Television enterprises rely on vast libraries of clips, stock footage, and canned interviews. In the past, people were needed to physically log the footage, keep notes of content and times, and catalog these tapes to maintain a clear and orderly archive. In addition, content retrieval also depended on human intervention.
At the recent National Association of Broadcasters convention in Las Vegas, Entertainment Tonight announced that it would digitize its archives and storage on a SAN provided by IBM. Its 20-year archive consists of more than 100,000 hours of footage on both analog and digital media. With uncompressed video eating up over 40 MB per second, storing this footage eats up an immense amount of storage.
Clearly, a few extra hard drives are inadequate for a project of this scale. Entertainment Tonight needed a robust solution for the storage and management of this content. To make matters that much more difficult, the entertainment industry often relies on niche platforms, such as Amiga and Macintosh.
The show decided on an IBM SAN system based around an R/S6000 server and the Linear Tape Open (LTO) tape format. The network connects to the SAN through SAN Gateway Netfinity servers. The SAN also offers robotic tape libraries that automate storage and retrieval, as well as provide cross platform access to editors and technicians.

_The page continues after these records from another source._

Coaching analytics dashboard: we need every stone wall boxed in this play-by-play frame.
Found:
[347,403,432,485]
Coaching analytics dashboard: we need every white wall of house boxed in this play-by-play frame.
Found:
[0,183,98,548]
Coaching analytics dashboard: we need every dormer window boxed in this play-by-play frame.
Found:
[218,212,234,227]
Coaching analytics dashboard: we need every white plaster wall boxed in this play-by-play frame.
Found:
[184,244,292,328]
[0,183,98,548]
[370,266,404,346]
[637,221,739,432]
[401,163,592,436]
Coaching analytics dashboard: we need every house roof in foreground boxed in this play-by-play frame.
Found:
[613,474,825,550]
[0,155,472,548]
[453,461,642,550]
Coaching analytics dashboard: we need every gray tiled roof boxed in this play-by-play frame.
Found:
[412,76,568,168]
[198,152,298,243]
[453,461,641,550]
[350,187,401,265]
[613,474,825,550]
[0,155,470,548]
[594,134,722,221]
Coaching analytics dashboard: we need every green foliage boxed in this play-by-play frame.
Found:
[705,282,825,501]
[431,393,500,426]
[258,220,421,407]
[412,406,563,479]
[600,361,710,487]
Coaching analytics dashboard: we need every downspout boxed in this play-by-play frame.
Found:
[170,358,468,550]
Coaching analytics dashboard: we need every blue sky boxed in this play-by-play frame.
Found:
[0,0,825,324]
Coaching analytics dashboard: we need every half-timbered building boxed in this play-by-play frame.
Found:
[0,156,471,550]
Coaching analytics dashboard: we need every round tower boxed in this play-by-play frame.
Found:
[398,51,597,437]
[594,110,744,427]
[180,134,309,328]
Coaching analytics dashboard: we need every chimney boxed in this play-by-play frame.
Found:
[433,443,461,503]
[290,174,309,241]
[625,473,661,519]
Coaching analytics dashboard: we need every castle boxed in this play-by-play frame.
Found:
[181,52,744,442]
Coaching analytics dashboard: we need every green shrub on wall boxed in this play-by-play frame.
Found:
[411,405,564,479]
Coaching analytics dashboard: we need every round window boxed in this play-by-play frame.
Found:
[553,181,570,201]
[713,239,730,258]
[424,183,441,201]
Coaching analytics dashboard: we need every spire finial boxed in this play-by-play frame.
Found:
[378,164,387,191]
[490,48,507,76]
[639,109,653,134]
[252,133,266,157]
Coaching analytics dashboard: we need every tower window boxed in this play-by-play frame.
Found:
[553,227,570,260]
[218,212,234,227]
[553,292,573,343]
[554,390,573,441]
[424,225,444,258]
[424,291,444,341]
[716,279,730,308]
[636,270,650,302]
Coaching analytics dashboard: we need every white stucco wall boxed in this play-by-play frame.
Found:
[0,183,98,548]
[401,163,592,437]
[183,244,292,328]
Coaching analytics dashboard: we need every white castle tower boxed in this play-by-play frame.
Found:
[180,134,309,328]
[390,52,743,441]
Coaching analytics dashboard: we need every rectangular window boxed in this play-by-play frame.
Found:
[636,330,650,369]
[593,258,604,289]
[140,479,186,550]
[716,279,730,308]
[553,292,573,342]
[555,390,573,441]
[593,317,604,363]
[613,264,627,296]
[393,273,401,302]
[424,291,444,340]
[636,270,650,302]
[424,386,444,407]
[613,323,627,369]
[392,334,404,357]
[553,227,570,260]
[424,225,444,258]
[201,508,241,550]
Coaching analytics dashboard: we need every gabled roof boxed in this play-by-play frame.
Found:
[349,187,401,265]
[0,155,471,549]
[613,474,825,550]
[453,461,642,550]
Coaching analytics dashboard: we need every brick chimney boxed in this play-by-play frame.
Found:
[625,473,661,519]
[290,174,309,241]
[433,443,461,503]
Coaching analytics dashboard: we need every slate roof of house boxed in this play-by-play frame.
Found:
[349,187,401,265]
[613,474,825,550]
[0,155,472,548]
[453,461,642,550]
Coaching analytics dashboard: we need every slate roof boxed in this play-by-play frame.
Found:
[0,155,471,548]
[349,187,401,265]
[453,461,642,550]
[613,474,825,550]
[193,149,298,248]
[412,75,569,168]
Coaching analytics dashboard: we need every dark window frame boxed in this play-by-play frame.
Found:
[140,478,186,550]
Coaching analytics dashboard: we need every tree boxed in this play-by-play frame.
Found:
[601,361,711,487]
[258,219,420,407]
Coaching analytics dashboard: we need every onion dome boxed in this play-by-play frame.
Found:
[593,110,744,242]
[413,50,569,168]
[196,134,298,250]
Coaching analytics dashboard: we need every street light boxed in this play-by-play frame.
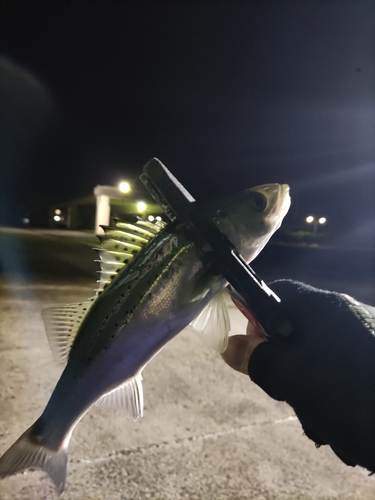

The R/S6000 SAN server may raise some interoperability red flags, but Dan Wantanabe, tape product marketing manager at IBM, says the Netfinity SAN gateways can run Windows NT or Windows 2000. "The focus is on ‘O’; ‘O’ as in open," he says, referring to the tape standard’s name. A similar SAN setup will be available with IBM’s forthcoming NT family.
The SAN solution eliminated the cost of hiring a librarian to organize and maintain the tape assets, thus reducing the library’s total cost of ownership (TCO). In addition, LTO tapes have a smaller footprint, a welcome benefit to any business that has to pay for pricey real estate.
Entertainment Tonight also adopted IBM’s Content Manager software, which automates how content is organized, allowing content workers greater efficiency. "You get a lot of cost savings with the automation," says Nancy Coon, director of IBM’s worldwide launch of the LTO offering.
Most programs have migrated to digital formats, but the show has significant assets in analog form. Analog video, which has a half life of about 10 years, has become an issue for historical preservation.
LTO tape is more stable than traditional video tape, although Coon admits, "The tape is refreshed every few years." Furthermore, LTO tape offers error correction that can preserve the integrity of images, in spite of tape damage.
Coon believes LTO-based SANs are ideal for high volume storage applications. In addition to broadcast television, she points to Internet media providers as another early adopter of SAN technology. "I think in the open systems environment, one of the applications is streaming backup," she says. SANs allow high volume backups, with little interruption to the server.